Finding the right corporate roles for LLMs
Given the astonishing progress in LLMs, how should the industry think about applying software to tasks like content generation?
First, Ramakrishnan advises, you have to consider the costs: “Is it a much less expensive effort to have a draft that you proofread, rather than creating the whole thing?” Secondly, if the LLM makes a mistake that goes unnoticed and the erroneous content is published to the outside world, can he live with the consequences?
“If you have an application that satisfies both considerations, then it is good to do a pilot project to see if these technologies can really help you with that particular task,” says Ramakrishnan.

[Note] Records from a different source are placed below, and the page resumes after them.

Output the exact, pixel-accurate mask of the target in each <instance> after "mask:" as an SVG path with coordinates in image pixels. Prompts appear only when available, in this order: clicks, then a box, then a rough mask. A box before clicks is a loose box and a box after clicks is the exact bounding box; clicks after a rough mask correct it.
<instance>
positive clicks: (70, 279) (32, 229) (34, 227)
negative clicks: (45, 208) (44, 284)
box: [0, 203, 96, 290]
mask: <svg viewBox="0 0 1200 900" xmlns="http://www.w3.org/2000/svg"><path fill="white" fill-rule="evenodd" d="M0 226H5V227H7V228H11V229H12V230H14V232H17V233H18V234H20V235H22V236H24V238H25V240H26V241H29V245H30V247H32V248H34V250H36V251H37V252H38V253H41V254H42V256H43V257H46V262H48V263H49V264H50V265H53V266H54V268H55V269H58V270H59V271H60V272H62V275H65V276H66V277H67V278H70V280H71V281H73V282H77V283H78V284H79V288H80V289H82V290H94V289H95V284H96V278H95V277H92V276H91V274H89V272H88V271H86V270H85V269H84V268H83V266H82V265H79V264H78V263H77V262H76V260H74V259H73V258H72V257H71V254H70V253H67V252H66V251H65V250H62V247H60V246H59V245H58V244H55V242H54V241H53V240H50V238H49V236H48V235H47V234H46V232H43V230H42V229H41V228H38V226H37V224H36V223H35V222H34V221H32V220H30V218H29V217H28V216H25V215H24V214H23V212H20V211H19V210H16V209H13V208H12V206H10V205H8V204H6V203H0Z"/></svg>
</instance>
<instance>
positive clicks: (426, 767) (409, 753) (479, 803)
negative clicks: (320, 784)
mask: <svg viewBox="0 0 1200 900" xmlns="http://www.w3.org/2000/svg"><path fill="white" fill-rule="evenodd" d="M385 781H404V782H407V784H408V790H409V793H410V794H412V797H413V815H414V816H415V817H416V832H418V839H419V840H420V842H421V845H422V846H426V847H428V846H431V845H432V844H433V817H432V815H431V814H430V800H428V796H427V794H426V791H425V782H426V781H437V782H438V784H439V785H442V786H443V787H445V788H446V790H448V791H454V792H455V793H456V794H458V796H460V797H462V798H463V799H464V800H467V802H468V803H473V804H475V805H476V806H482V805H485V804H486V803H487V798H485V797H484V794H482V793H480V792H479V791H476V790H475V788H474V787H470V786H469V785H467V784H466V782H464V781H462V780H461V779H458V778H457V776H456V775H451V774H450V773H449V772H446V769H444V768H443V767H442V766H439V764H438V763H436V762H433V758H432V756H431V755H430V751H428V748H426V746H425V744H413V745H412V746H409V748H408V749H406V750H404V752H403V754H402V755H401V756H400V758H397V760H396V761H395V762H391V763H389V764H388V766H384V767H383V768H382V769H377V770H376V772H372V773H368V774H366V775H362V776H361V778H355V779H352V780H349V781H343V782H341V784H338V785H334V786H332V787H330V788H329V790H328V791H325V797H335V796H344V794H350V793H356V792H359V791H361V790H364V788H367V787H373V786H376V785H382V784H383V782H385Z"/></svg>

He highlights the need to treat the pilot project as an experiment and not as a normal IT project.
At this time, software development is the most mature corporate application of LLM. “ChatGPT and other LLMs are text input and output, and a software program is just text output,” he says. “Programmers can go from English text input to text output in Python, as well as from English to English or from English to German. There are many tools that help you write code using these technologies.”
Of course, programmers must ensure that the result works correctly. Fortunately, software development already provides infrastructure for testing and verifying code. “This is a beautiful sweet spot,” he says, “where it’s much cheaper to have the technology write the code for you, because you can check and verify it very quickly.”
Another important use of LLM is content generation, such as writing marketing copy or e-commerce product descriptions. “Again, it can be much cheaper to fix the ChatGPT draft than to write the whole thing,” says Ramakrishnan. “However, companies need to be very careful to make sure there is a human being in the loop.”
LLMs are also rapidly spreading as internal tools for searching business documents. Unlike conventional search algorithms, an LLM chatbot can offer a conversational search experience because it remembers every question you ask. “But then again, she will occasionally make things up,” he says. “In terms of chatbots for external customers, we are at a very early stage, because of the risk of saying the wrong thing to the customer.”
Overall, Ramakrishnan notes, we live in an extraordinary time for grappling with the rapidly evolving potentials and obstacles of ai. “I help companies figure out how to take these transformative technologies and put them into practice, making products and services much smarter, employees much more productive, and processes much more efficient,” he says.